The Sunday News
Dumisani Nsingo/Clinton Moyo, Farming Reporters
THE Government has distributed over 20 000 tonnes of soya bean seed for cropping under the Command Agriculture Programme aimed at enhancing production of the crop as it moves to curb imports.
Lands, Agriculture and Rural Resettlement Deputy Minister Davis Marapira said some of the beneficiaries of inputs under Command Soya Production have started cropping.
“We have distributed more than 20 000 soya bean seed to beneficiaries of the Command Soya Production Programme and those at irrigation schemes started cropping in November while others started doing so at the beginning and mid-December while others are in the process of doing so. In actual fact more than 60 percent of the beneficiaries have started cropping,” Deputy Minister Marapira said.
The country is looking forward to increasing its soya bean output for the 2017/18 season to 60 000 tonnes buoyed by the introduction of the Command Agriculture and Presidential Input schemes.
The target for the 2018/19 season has been pegged at 100 000 being achieved through the involvement of the private sector led value chain expansion which would be supported by Government programmes.

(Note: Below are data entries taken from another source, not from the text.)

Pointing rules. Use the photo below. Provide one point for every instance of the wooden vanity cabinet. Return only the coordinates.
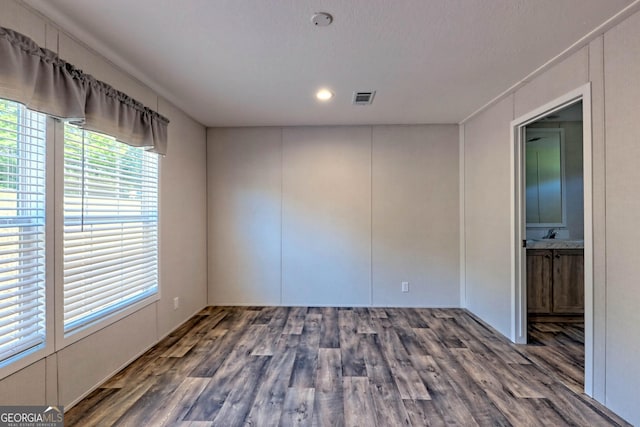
(555, 281)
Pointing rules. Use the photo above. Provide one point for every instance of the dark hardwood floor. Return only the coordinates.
(278, 366)
(558, 347)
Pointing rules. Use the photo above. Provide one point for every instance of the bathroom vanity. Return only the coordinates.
(555, 278)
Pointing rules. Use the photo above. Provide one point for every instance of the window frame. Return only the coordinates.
(63, 340)
(29, 358)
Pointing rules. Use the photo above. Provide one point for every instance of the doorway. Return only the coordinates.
(552, 237)
(554, 218)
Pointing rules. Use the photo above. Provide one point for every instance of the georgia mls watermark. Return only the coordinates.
(31, 416)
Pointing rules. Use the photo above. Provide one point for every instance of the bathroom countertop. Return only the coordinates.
(555, 244)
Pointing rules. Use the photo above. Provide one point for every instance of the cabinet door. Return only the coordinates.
(539, 276)
(568, 281)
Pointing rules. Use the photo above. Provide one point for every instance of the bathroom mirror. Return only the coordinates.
(545, 183)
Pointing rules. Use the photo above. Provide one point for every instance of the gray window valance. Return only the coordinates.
(39, 79)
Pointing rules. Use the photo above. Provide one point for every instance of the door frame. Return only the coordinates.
(518, 223)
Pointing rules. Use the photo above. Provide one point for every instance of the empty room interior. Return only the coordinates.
(327, 213)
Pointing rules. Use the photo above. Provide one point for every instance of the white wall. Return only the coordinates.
(622, 126)
(611, 63)
(333, 215)
(64, 377)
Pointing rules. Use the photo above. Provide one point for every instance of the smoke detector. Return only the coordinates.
(321, 19)
(363, 98)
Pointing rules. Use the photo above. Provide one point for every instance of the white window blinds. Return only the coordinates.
(22, 231)
(110, 226)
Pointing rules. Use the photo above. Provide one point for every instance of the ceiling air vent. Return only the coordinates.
(363, 98)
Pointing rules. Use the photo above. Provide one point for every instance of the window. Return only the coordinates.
(22, 231)
(110, 237)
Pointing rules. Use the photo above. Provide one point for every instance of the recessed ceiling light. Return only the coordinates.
(324, 95)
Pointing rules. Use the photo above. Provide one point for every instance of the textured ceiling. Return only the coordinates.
(251, 62)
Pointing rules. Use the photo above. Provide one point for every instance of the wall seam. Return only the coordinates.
(281, 211)
(371, 218)
(604, 154)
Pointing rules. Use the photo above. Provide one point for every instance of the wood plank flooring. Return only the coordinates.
(309, 366)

These include contract farming, joint-venture farming, smallholder farmer education and development.
Soya production has drastically fallen from 180 000 tonnes in 2001 to 30 000 tonnes in 2016 with oil output of 30 600 tonnes and 5 100 tonnes respectively.

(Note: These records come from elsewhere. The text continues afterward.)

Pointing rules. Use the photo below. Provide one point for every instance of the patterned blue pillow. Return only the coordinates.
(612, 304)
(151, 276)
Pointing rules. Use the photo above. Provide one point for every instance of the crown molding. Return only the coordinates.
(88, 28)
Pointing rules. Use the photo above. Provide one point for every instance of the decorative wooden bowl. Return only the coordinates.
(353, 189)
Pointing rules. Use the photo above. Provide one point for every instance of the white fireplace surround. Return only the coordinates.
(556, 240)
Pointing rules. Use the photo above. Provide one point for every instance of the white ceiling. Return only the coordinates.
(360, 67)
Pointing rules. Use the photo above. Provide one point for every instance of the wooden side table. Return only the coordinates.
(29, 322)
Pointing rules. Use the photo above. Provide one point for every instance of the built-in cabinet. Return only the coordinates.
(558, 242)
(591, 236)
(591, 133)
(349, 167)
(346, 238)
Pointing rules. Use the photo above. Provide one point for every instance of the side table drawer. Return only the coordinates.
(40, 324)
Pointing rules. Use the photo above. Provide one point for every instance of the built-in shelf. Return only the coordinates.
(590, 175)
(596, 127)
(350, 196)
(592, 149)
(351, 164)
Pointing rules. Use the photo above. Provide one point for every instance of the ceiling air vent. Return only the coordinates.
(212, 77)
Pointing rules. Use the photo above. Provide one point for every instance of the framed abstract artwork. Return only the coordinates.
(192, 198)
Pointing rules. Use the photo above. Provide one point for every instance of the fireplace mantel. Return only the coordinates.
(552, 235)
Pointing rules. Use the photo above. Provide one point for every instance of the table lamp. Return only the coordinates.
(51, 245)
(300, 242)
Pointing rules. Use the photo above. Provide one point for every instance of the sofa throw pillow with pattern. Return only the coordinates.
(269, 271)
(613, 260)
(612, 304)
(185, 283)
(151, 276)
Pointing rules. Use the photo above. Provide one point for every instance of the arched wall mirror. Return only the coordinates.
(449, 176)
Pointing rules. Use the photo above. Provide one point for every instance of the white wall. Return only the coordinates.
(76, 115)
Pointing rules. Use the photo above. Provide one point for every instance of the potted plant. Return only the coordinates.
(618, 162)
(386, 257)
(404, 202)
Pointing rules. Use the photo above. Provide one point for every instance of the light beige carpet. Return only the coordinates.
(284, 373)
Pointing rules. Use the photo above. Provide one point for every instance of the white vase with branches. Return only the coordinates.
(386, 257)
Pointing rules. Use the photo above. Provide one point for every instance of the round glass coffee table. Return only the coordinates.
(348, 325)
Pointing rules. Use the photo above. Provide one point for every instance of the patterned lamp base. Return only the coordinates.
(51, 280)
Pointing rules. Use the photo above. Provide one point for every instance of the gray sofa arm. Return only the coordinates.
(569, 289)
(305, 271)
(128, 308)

The cooking industry has indicated that it needs a supply of about 240 000 tonnes of soya beans a year to curb imports. The industry is struggling to meet the country’s cooking oil demand of 10 000 tonnes per month.
Last year, crude soya bean imports amounted to about $120 million and in 2016 they exceeded $72 million.

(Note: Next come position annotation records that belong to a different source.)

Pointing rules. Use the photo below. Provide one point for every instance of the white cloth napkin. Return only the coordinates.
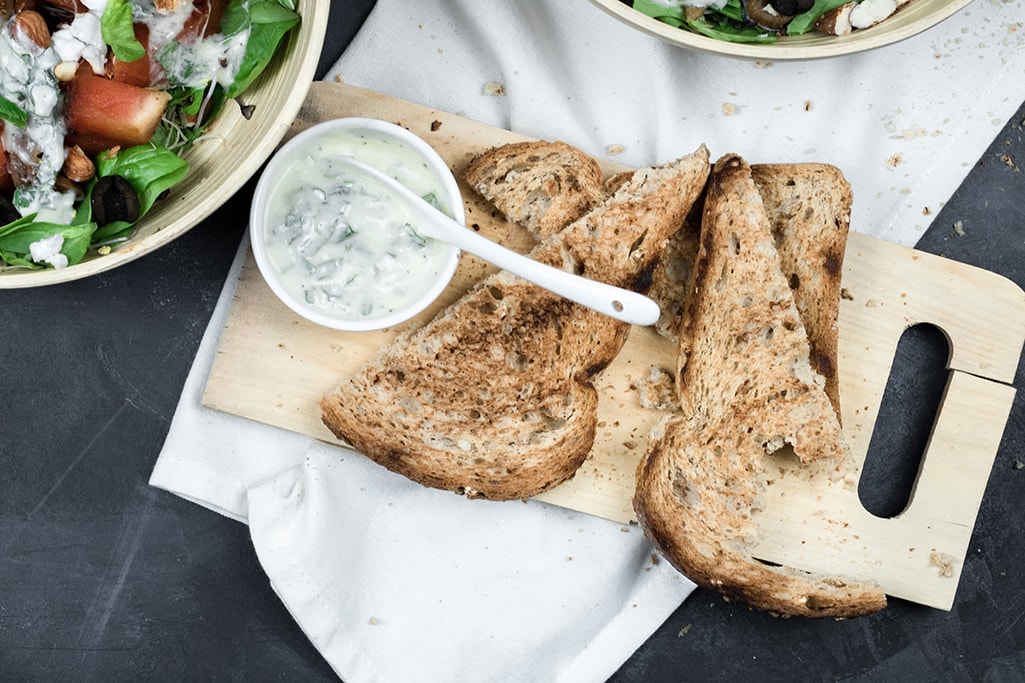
(393, 581)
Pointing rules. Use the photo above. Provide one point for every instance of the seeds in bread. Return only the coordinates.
(541, 186)
(494, 397)
(809, 209)
(747, 390)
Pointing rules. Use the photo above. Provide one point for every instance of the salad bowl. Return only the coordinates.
(230, 153)
(909, 19)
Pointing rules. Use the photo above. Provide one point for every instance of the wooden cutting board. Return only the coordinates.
(273, 367)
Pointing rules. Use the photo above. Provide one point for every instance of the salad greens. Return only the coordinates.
(730, 22)
(153, 168)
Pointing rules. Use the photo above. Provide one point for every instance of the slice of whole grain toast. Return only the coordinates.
(809, 209)
(494, 397)
(747, 389)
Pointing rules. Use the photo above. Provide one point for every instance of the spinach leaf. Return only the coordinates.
(269, 22)
(151, 170)
(116, 27)
(805, 22)
(17, 237)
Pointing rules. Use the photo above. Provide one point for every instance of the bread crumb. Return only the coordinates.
(658, 391)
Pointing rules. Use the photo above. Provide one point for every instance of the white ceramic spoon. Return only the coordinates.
(616, 302)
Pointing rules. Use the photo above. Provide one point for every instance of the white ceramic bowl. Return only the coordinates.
(233, 150)
(342, 136)
(908, 21)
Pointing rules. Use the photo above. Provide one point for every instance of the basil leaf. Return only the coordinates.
(116, 27)
(12, 113)
(151, 170)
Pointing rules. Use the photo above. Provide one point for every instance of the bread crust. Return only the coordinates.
(541, 186)
(809, 209)
(494, 398)
(747, 390)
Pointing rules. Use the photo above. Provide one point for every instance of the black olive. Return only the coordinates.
(785, 6)
(761, 13)
(7, 211)
(114, 199)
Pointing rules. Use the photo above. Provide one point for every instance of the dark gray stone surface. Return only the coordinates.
(105, 578)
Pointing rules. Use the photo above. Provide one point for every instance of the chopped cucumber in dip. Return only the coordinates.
(120, 87)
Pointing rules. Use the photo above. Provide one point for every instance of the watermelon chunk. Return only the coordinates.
(101, 114)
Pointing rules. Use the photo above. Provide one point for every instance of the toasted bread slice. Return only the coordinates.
(494, 397)
(747, 389)
(809, 208)
(542, 186)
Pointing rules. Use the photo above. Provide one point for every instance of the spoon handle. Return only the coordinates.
(615, 302)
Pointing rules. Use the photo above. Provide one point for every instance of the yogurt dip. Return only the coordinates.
(333, 243)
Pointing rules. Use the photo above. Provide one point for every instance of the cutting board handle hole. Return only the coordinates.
(907, 412)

Masvingo Department of Agricultural Technical and Extension Services (Agritex) provincial officer Mr Peter Chamisa said the province has set aside 1 000 hectares for soya beans cropping.
“In Masvingo we have done the first phase of assessment. The land we have set aside for soya beans is 1 000 hectares and the window period has been closed,” he said.
“I am still new in the office but last year I doubt that we had any soya beans produced here.”
Matabeleland North provincial Agritex officer Mr Dumisani Nyoni said preparations for soya bean cropping had begun.
“Right now I can’t say how much we have targeted because farmers have their own target and we (Agritex) have our own target. We are yet to assess how things are on the ground and see how much has been taken by soya beans so far . . . ,” said Mr Nyoni.